Indigenous to Southeast Asia, the hornet, with its distinctive yellow legs and dark thorax, can fan out rapidly. New colonies have cropped up 70 kilometres farther into France each year. Other hornets "hitchhike" to new territory, inadvertently carried by man.
In 2012, France branded the insect a "tropical, invasive species harmful for apiculture", and last year temporarily allowed their destruction with sulphur dioxide, a controversial and restricted chemical linked to respiratory problems.
Yet the hornets have crossed into Spain, Portugal and Italy with a few sightings in Belgium.
In April, Britain put them on a "blacklist", as a parliamentary report warned the "deadly" invader could soon cross the Channel and land on British shores.
Amid the alarm, British papers claimed that six people in France stung by the "killer" hornets died from anaphylactic shock, but the French Anti-Poison Centre contends that they are no more dangerous than other bees or wasps.
So what is the real danger?
"We've spoken mainly about its impact on domestic bees and forgotten to address its impact on biodiversity," said Franck Muller, who researches Asian hornets at the Museum of Natural History in Paris.

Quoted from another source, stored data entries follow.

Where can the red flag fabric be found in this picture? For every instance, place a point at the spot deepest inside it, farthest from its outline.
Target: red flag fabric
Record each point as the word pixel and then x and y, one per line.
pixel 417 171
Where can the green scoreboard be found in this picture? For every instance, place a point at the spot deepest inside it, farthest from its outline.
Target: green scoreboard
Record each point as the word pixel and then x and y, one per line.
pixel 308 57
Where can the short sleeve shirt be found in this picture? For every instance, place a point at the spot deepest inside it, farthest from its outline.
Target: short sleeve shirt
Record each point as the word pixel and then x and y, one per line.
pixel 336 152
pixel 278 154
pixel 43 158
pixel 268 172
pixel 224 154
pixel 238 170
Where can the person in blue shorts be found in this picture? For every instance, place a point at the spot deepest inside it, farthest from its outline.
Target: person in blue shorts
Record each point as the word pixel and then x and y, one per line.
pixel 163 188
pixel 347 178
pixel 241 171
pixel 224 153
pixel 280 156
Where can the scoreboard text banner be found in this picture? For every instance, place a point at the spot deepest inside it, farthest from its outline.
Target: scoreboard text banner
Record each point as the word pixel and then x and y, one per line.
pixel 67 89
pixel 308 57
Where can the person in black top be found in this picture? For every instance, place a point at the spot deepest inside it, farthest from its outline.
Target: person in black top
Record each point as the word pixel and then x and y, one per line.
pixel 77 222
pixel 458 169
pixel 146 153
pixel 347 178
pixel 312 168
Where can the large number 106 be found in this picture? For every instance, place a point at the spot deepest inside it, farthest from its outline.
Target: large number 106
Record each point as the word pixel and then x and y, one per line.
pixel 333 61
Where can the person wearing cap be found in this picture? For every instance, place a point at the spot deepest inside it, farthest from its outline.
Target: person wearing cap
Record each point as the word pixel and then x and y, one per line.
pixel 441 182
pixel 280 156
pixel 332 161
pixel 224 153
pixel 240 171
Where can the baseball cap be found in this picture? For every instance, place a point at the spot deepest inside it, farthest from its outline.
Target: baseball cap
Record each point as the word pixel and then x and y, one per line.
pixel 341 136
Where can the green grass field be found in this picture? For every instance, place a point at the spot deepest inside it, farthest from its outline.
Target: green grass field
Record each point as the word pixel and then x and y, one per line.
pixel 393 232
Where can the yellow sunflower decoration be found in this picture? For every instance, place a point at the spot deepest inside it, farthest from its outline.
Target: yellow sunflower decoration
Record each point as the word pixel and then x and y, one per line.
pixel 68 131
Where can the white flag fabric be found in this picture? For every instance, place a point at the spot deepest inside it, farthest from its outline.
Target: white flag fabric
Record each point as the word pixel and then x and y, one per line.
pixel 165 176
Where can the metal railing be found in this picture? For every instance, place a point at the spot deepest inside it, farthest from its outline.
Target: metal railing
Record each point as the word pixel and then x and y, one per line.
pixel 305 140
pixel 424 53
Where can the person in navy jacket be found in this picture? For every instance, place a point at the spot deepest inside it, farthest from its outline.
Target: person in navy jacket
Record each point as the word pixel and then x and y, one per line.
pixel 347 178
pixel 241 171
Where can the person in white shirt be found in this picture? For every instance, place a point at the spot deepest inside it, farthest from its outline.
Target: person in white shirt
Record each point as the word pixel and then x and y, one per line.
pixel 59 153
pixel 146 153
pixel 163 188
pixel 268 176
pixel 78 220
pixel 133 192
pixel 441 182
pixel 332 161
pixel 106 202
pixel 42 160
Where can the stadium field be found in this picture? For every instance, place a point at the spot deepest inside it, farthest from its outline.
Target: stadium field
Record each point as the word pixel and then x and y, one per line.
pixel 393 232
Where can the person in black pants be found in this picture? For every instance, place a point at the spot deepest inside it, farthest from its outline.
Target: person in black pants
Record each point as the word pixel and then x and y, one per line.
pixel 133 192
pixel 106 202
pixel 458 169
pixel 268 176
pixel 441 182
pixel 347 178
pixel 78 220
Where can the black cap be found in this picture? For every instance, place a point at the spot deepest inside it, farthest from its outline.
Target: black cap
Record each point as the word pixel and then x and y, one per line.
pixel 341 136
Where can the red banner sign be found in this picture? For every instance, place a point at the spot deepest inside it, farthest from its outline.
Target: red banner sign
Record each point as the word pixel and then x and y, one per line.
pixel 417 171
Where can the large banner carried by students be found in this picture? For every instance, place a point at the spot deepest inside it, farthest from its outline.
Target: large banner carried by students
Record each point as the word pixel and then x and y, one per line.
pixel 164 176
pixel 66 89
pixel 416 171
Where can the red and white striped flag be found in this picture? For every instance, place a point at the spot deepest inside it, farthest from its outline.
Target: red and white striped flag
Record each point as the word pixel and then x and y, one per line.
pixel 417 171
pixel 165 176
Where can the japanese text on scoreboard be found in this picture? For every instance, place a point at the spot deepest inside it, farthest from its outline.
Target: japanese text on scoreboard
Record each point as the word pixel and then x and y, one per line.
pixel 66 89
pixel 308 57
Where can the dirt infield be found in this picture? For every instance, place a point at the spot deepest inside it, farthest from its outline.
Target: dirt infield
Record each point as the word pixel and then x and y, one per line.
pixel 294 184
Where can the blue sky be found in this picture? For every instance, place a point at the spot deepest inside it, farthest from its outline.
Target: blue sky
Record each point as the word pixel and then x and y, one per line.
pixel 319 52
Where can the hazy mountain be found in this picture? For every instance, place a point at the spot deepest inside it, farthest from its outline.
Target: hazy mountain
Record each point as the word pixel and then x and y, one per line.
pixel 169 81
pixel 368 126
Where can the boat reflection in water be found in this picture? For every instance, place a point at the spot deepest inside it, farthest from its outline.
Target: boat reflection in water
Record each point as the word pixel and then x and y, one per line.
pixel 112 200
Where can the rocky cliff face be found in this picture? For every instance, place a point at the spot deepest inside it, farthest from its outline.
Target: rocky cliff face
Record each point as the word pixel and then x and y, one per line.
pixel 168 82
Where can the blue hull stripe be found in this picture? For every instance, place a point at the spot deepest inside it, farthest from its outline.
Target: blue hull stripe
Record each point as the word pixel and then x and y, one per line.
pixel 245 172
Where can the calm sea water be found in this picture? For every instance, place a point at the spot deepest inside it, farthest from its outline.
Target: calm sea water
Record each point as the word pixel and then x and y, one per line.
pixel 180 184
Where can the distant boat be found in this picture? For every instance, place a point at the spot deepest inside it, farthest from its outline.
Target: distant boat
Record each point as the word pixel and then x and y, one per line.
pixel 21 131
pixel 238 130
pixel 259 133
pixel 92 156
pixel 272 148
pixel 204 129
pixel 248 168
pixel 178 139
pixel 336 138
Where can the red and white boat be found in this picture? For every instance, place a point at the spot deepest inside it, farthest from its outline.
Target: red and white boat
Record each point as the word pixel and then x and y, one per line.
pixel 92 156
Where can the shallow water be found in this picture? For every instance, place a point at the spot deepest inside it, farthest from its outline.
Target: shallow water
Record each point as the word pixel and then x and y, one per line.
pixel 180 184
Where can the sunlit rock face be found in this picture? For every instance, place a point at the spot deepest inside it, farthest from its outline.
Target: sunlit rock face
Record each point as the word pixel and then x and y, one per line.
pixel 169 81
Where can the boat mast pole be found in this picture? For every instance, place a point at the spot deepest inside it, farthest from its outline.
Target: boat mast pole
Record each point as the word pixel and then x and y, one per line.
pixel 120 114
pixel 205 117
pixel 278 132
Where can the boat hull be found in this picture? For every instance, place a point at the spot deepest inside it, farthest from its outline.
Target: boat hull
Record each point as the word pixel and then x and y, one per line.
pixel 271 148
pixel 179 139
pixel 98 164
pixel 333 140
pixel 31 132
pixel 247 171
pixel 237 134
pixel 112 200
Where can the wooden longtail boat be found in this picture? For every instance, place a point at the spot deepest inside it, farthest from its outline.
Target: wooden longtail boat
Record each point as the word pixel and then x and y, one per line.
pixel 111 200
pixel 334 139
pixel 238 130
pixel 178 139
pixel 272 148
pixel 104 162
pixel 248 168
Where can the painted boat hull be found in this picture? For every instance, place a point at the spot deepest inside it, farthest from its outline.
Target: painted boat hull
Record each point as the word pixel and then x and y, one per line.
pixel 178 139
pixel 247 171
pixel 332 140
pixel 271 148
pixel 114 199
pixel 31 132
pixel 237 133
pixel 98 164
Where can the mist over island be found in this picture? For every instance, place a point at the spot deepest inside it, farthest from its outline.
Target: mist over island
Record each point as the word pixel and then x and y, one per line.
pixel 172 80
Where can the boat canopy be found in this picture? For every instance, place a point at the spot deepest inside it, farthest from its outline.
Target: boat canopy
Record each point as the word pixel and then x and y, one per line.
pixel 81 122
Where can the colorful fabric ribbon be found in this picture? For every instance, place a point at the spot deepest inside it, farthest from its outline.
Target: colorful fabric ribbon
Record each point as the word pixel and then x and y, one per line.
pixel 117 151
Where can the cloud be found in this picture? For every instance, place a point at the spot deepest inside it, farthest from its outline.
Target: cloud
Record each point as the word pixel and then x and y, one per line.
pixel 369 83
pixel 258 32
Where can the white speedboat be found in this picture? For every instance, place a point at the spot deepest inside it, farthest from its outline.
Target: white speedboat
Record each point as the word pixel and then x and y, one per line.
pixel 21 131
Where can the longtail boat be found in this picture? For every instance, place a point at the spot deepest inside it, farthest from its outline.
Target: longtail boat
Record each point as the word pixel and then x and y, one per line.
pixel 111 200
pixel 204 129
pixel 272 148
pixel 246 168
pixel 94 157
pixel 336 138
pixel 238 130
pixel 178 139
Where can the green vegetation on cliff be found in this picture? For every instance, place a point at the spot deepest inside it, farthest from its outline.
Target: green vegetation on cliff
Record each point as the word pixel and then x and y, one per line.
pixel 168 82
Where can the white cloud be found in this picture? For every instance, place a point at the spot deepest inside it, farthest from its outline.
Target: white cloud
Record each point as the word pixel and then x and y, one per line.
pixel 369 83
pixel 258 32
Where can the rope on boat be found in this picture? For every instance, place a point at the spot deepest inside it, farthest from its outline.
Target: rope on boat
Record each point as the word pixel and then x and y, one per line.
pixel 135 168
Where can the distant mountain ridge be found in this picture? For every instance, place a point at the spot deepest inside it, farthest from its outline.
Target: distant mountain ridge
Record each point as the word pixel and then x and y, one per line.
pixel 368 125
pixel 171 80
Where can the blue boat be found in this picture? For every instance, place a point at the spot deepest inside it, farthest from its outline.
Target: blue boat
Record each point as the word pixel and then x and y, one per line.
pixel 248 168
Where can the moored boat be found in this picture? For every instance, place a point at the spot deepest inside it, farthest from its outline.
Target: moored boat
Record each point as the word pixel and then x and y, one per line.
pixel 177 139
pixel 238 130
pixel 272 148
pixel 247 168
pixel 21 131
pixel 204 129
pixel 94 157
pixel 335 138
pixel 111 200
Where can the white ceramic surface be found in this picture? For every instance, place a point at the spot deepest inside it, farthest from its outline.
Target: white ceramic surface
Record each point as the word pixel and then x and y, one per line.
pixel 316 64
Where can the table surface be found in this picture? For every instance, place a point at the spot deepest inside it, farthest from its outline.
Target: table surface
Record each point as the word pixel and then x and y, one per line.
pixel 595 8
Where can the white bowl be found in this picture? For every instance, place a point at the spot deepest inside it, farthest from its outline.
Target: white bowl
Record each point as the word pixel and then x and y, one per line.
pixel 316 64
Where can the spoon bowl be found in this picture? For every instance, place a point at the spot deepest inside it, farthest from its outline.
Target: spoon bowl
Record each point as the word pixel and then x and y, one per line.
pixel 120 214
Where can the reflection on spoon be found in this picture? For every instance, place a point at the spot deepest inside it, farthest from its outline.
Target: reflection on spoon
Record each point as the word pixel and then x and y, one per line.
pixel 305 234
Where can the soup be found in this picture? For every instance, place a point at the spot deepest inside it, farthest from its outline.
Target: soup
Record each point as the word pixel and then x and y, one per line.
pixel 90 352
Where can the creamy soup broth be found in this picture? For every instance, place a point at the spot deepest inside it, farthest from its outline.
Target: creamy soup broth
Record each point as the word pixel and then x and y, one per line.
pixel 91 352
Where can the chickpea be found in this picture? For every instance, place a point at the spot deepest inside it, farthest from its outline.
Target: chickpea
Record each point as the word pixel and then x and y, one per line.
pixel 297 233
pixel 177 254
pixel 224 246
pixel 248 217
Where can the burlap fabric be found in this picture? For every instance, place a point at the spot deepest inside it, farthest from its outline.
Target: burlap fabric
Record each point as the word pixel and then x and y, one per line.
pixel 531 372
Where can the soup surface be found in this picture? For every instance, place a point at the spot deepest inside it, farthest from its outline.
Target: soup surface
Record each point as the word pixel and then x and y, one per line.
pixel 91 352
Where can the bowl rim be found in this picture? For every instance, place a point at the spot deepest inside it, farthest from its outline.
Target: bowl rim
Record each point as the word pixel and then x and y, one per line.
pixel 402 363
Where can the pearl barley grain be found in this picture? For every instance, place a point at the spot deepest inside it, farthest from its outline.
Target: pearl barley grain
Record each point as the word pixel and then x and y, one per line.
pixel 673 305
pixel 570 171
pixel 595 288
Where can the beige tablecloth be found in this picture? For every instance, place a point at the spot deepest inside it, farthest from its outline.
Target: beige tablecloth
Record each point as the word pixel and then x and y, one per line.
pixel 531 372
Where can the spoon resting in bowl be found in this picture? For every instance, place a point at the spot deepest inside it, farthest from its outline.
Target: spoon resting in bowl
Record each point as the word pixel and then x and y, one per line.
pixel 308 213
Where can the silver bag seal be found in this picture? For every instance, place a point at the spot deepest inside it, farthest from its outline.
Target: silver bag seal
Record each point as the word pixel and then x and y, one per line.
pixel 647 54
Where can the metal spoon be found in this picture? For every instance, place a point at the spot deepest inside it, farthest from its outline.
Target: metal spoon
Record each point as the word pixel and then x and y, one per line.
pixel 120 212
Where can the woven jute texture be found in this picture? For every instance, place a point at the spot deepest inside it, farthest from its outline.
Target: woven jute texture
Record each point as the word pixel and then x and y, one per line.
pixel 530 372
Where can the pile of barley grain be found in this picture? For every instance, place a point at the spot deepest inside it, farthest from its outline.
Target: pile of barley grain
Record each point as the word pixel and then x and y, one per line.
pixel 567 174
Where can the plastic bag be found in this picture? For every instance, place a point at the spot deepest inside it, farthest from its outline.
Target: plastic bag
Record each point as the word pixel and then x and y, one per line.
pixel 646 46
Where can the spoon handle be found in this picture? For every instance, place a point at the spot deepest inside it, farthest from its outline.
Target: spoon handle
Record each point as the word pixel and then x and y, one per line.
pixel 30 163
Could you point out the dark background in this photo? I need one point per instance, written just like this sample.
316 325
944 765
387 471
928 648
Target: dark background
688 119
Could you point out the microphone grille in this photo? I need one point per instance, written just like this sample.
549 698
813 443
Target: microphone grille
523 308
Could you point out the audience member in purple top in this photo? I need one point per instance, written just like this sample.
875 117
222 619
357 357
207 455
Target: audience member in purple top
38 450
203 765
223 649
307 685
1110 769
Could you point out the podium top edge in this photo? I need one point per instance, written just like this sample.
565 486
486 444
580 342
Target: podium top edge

The species is highly adaptable and "can survive nearly anywhere," feeding off wasps, flies, beetles and other insects that act as natural pollinators, he said.
In the search for a solution, biologist Darrouzet said the IRBI last year discovered an aggressive little fly larvae "like something out of the film Alien."
Called Conops vesicularis, the parasite is deposited on the hornet queen's belly and once hatched, devours her. Studies are still underway on this and other parasites but Darrouzet is cautious about banking on such "biological warfare".